Thanks for the updated version.

+ Returns information about current controldata file state.
s/controldata/control data?

+ <tgroup cols="2">
+ <thead>
+ <row>
+ <entry>Column Name</entry>
+ <entry>Data Type</entry>
+ </row>
+ </thead>
+
Having a description of each field would be nice.

+ * pg_controldata.c
+ * Expose select pg_controldata output, except via SQL functions
I am not much getting the meaning of this sentence.
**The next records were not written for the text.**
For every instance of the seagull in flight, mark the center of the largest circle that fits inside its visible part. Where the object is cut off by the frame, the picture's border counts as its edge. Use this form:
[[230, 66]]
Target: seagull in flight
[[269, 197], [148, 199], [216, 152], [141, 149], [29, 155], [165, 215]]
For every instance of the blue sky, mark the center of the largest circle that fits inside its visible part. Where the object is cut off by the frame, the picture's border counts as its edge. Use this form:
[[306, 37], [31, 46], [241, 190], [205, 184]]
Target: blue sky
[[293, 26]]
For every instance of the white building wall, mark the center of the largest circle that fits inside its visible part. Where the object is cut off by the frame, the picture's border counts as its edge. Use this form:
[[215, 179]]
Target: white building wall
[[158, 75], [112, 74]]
What about the following:
"Set of routines exposing the contents of the control data file in a
set of SQL functions".

+ /* Populate the values and null arrays */
+ values[0] = LSNGetDatum(ControlFile->checkPoint);
+ nulls[0] = false;
+
+ values[1] = LSNGetDatum(ControlFile->prevCheckPoint);
+ nulls[1] = false;
Instead of setting each flag of nulls[] one by one, just calling once
MemSet would be fine. Any method is fine though.

+ /* get a copy of the control file */
+ ControlFile = get_controlfile(DataDir, progname);
Some whitespaces here. git diff is showing in red here.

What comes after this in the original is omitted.